News Release

Purdue chemist wins national award for new ways to fight cancer, AIDS

Grant and Award Announcement

American Chemical Society

Jean A. Chmielewski of West Lafayette, Ind., will be honored Sept. 9 by the world's largest scientific society for exploring new approaches to block diseases such as cancer and AIDS. She will receive the 2003 Arthur C. Cope Scholar Award from the American Chemical Society at its national meeting in New York.

Chmielewski and her research team at Purdue University "design and create new compounds — particularly the architectural [aspect] is really what inspires me," said the bioorganic chemist. One focus is devise molecular "wedges" that disrupt the ability of the AIDS virus to reproduce and spread infection throughout the body.

Current AIDS drugs try to block the action of HIV proteins once they're made in an infected cell. Chmielewski tries to keep those proteins from being made in the first place.

Her approach is based on the fact that HIV proteins are doubles, or dimers, and only work when two copies are bound to each other. Chmielewski's wedges block the copies from locking together properly.
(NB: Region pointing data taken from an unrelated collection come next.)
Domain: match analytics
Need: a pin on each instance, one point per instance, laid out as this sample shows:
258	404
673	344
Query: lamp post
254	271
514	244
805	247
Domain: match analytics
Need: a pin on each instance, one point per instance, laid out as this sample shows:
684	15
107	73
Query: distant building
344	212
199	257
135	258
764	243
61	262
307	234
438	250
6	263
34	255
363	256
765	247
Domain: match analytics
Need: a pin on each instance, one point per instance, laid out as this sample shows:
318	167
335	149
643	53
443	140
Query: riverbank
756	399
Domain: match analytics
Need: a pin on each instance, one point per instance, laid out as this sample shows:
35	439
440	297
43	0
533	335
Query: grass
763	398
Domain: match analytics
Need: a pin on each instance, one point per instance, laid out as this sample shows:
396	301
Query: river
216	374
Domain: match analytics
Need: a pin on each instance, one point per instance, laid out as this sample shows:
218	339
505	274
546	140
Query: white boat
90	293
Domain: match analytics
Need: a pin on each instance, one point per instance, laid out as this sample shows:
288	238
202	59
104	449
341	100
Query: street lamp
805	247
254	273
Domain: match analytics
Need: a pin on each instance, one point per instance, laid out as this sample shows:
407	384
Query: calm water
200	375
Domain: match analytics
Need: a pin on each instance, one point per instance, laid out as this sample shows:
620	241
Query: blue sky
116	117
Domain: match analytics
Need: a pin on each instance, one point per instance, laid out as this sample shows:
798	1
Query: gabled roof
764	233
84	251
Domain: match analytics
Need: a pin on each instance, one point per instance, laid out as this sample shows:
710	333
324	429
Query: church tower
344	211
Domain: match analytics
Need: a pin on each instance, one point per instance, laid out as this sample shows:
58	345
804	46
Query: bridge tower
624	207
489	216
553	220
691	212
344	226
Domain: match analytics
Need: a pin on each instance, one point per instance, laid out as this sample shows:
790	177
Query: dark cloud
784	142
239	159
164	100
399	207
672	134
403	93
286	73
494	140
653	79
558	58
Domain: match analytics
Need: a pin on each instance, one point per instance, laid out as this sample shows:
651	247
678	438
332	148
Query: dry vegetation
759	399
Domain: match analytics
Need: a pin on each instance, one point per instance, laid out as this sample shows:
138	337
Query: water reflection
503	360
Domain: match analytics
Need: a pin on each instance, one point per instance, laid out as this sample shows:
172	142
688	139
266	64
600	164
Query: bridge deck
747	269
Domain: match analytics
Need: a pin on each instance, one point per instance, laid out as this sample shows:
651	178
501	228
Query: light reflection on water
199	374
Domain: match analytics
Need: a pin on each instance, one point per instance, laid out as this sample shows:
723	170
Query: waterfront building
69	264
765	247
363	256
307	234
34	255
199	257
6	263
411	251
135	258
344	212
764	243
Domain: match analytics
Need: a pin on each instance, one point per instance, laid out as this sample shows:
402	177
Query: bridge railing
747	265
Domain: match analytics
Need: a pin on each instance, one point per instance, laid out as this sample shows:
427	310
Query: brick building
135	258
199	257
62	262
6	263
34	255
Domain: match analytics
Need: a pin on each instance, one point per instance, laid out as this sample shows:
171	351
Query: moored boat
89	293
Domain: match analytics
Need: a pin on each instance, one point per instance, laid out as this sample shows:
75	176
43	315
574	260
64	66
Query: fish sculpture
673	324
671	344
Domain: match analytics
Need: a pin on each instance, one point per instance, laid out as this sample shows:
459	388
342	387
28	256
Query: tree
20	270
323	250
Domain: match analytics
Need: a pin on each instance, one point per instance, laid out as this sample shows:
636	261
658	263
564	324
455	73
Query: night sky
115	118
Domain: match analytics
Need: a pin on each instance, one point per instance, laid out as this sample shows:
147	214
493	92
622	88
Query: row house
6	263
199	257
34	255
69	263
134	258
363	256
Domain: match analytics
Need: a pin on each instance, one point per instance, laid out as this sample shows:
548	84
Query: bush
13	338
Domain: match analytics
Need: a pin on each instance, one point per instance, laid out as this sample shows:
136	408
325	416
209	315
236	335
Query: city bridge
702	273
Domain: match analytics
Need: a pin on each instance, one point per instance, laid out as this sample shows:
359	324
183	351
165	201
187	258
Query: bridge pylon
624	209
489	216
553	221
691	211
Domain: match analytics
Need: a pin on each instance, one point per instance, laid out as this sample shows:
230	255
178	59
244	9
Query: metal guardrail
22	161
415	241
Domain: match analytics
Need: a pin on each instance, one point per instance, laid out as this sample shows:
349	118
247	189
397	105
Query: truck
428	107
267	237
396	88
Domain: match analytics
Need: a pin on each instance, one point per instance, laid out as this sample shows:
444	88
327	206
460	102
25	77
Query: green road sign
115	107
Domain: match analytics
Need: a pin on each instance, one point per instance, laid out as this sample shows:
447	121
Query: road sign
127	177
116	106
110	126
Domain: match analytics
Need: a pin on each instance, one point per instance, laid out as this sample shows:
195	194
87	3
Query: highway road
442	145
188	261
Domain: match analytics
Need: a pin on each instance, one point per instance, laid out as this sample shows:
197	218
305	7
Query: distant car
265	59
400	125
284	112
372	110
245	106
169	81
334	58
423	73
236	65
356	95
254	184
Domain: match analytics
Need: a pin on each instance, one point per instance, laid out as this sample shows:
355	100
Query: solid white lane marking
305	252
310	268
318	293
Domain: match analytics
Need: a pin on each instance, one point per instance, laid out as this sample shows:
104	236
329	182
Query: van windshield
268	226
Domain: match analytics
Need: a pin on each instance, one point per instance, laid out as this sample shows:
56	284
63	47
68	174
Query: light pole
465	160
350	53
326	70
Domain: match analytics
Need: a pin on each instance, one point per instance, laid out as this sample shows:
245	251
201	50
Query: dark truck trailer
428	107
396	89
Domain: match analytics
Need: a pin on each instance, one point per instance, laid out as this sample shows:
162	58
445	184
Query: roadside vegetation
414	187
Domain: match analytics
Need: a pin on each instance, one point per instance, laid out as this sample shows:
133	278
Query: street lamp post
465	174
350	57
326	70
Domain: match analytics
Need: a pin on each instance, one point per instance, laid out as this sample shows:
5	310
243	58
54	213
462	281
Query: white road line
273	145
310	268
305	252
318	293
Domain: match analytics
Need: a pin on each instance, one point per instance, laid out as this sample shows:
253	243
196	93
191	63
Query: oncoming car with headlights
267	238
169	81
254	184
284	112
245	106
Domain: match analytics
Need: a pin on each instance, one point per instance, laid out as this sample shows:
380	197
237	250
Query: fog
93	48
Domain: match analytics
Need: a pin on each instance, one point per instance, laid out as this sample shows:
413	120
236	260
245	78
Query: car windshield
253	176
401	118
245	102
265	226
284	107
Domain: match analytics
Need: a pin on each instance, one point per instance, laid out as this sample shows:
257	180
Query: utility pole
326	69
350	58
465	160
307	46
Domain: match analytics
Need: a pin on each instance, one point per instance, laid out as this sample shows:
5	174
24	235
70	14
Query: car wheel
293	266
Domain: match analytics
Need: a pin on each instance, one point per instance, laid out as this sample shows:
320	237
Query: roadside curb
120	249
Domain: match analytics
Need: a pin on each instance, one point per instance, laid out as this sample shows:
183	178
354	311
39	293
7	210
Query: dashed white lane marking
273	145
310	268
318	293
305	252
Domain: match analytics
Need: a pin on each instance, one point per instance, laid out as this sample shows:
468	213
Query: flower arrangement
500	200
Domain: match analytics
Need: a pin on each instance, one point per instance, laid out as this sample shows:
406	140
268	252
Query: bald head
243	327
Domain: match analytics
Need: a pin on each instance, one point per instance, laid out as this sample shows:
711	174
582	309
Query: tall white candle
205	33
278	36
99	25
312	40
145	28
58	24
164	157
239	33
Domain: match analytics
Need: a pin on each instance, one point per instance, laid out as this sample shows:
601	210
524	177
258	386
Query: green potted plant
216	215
"The wedges are little mimics of the binding site," she explained. "The challenge is finding that grain of sand that gums up the process — and then making it small enough to get into an infected cell." Several candidates have been tested in HIV-infected cells and initial results are promising, she added.

"Jean is a very determined, driven scientist with an outstanding background and with an equally outstanding personality," wrote a colleague to support her nomination for the award. Another described her as "energetic and an exceptional role model for young scientists."

As she grew up, Chmielewski first experimented not with a traditional chemistry set but simply with items found in her mother's kitchen. "I'd grow crystals and things like that," she remembered. "I knew very early on that I wanted to be a scientist, but what kind of scientist took a long time to evolve. Then I realized my chemistry classes clicked with my world view ... about the finite idea of matter and 'reduce, re-use, recycle.'"

Chmielewski received her undergraduate degree from St. Joseph's University in 1983 and her doctorate from Columbia University in 1988. She is a member of the ACS division of organic chemistry.

The ACS Board of Directors established the Arthur C. Cope Scholar Awards in 1984 to recognize and encourage excellence in organic chemistry. Cope was a celebrated organic chemist and ACS president. Each award consists of a $5,000 prize as well as an unrestricted research grant of $40,000.